Common high-signal candidates by segment:

**Mid-market / Enterprise**:
- Core feature adoption (specific features, not aggregate logins)
- Exec sponsor engagement (last touchpoint with VP+ stakeholder, in days)
- Multi-threading (number of distinct active users from customer)
- Support sentiment (P1 frequency + CSAT)
- Time-to-value milestone hit (did they reach the activation moment?)

**SMB**:
- Login recency (more useful here than at enterprise)
- Single-threaded risk (one user = high risk)
- Support volume normalized by ARR

### Step 2: Weight the signals

NOT equal weights. Typically:
- Exec sponsor engagement: 25-30%
- Core feature adoption: 25-30%
- Multi-threading: 15-20%
- Support / sentiment: 10-15%
- Other (NPS, billing, etc.): 10-15%

Calibrate weights against your known-good vs known-bad list. If a signal has the same value for both, it's useless — drop or replace.

### Step 3: Define thresholds (per signal)

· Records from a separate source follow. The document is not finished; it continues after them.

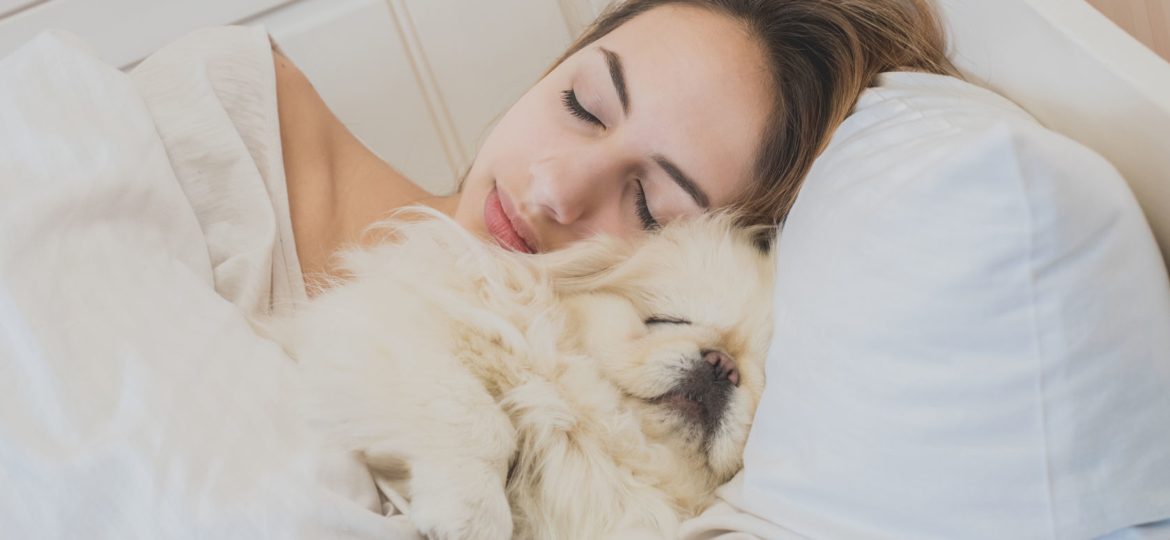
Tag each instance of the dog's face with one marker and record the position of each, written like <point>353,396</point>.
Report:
<point>681,323</point>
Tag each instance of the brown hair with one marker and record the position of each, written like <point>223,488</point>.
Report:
<point>821,55</point>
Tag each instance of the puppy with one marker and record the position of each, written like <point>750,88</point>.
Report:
<point>598,392</point>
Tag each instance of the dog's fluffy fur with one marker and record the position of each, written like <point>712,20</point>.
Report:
<point>555,396</point>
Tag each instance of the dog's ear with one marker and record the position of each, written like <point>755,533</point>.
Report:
<point>587,265</point>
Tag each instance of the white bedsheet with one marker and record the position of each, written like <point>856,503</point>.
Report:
<point>135,401</point>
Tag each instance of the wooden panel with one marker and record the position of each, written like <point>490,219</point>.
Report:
<point>125,30</point>
<point>355,59</point>
<point>1147,20</point>
<point>482,56</point>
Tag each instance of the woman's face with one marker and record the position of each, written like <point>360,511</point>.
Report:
<point>658,119</point>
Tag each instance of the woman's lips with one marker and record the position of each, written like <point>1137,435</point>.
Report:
<point>502,225</point>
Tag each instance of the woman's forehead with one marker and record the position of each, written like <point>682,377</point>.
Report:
<point>700,92</point>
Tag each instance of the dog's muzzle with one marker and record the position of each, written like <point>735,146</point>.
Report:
<point>704,390</point>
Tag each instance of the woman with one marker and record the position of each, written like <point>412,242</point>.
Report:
<point>207,168</point>
<point>661,109</point>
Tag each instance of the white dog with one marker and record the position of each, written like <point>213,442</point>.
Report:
<point>598,392</point>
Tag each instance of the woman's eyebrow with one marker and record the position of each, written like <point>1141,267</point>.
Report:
<point>618,75</point>
<point>683,181</point>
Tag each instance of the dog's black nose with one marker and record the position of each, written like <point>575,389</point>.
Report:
<point>724,367</point>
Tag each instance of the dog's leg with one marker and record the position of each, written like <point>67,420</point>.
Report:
<point>458,457</point>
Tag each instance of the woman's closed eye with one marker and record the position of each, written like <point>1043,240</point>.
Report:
<point>569,97</point>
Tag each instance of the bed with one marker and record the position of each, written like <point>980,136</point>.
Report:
<point>1060,60</point>
<point>1080,75</point>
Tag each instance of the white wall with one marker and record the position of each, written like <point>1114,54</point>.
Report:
<point>419,81</point>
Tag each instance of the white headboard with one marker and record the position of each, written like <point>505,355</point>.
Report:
<point>1081,75</point>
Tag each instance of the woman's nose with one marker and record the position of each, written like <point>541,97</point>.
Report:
<point>571,189</point>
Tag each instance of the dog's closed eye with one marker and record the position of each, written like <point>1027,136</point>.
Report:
<point>666,320</point>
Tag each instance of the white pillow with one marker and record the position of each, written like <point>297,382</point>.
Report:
<point>972,333</point>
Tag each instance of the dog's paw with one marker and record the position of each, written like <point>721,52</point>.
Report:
<point>463,502</point>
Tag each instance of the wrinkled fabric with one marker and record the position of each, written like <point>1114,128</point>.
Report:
<point>143,222</point>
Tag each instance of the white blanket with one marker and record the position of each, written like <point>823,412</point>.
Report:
<point>136,402</point>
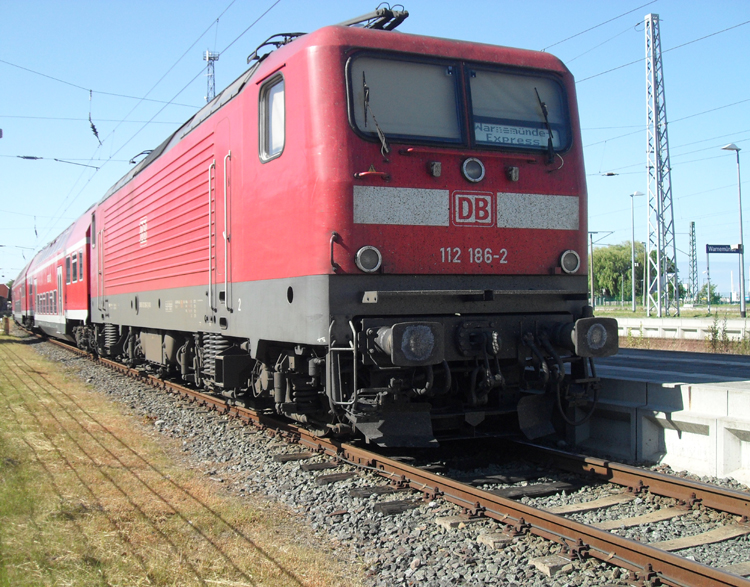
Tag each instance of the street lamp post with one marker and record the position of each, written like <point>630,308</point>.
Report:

Don't use a 0-100 score. Use **green / yellow / red** per signal. Examples:

**Exec sponsor engagement**:
- Green: touchpoint with VP+ in last 60 days
- Yellow: 60-120 days
- Red: 120+ days, or sponsor changed

**Core feature adoption**:
- Green: weekly active in 3+ core features
- Yellow: weekly active in 1-2
- Red: <50% MoM in any core feature, or zero use of feature within 90 days of contract start

### Step 4: Aggregate signal — but preserve detail

Top-line score (Green / Yellow / Red overall) PLUS the per-signal status. The CSM needs to know not just "yellow" but "yellow because exec sponsor stale and core feature usage decaying — multi-threading and support are fine."

### Step 5: Calibrate

Run the formula against known-good and known-bad customers from 6-12 months ago.
- Did churned customers score Red 60+ days before churn?
- Did renewed customers score Green or Yellow consistently?
- If signals don't separate the two groups, redesign.

## Output

### The formula
4-6 signals, weights, thresholds, aggregate logic.

### Calibration table
| Customer | Outcome (renewed/churned/expanded) | Score 90 days before outcome | Did formula predict? |

### Action playbook tied to score
- Red overall: CSM intervention within 7 days, escalate to VP CS
- Red on exec engagement: AE + CSM joint outreach in 14 days
- Red on usage: trigger a usage audit + champion conversation
- Yellow: monitor, no auto-trigger

### Known limits
What this score WON'T catch:
- Acquisitions / external events
- Champion change inside green-light period
- Competitive replacement before signals show

Document these. Score should drive action; humans handle the rest.

## Anti-patterns

- Averaging 12 signals into one number that obscures which is failing
- Scoring everything 0-100 with no calibration against actual renewal data
- Using NPS as a primary signal — it correlates poorly with B2B renewal
- "Logins" as a feature signal — logins ≠ value
- Scoring without exec sponsor data when you have it

## Tone

Mechanical and skeptical. A health score is a model; treat it like one. If a signal doesn't separate winners from losers, kill it.

Example prompts

Once installed, try these prompts in Claude:

Build a health score for our $50k-$500k mid-market segment. We have product usage data (logins, 3 core feature usage), Zendesk tickets, NPS quarterly, and exec sponsor mapping. Help me design the formula.
Our current health score is just "logins last 30 days" averaged with NPS. It doesn't predict churn. Help me redesign it.